Одно в этом «фильме» — взятом в кавычки, ибо это даже не попытка фильма, а всего лишь курсовая работа прыщавого «неофита» — хорошо — синтетика или как написано на афише — «дизайн звука». Приятные звуковые ассоциации, смикшированные ровно настолько, насколько вообще можно создать живой звук из минимума средств. Ничего лишнего. Полный, регрессирующий в своем стремлении слиться с тишиной, звуковой — антизвуковой — пустотой минимализм. Что-то напоминающее постфрейдизм европейских экспрессионистов, замкнутость круга восприятия на своих же чувствах. В этом смысле музыка является потрясающим воплощением «режиссёрской» задумки о Горлуме, потерянном поколении и тихой смерти в одиночестве и отверженности.
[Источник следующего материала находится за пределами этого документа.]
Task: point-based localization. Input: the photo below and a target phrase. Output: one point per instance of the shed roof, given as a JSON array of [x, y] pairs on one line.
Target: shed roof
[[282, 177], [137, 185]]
Но только лишь в этом. Потому как сама «загадка» смерти Блейка—Кобейна слишком уж нарочито выпирает из киноэкрана — каким-то вывернутым не в ту сторону, израненным и грязным коленом — после жестокой фразы Джонни: «Она всё равно вёрнется! Нам надо убираться отсюда!». Браво! «Создатель» высказал свою точку зрения, никого не обидев! Прямо обхохочешься! Переплюнуть этот апофеоз тупости могла бы только иная финальная сцена — где «Кортни», надев чёрный обтягивающий костюм и шапочку с прорезями для глаз, прокралась в ночи в «кобейновскую светлицу» и забила бы его обухом по голове. Занавес!
П.С. Хотя, Гас все же достиг одной из своих целей — хрустящие поп-корном сибирские кобейны после просмотра задавали друг другу только один вопрос: «А почему они зовут его Блейком?». Если бы он, Гас, сознательно добивался бы этого рефлекса, я пожал бы ему руку. Но автор Moist vagina и Rape me остался так же далёк от зрителя, как и от Блейка…
Профессор Патефон
2005 г.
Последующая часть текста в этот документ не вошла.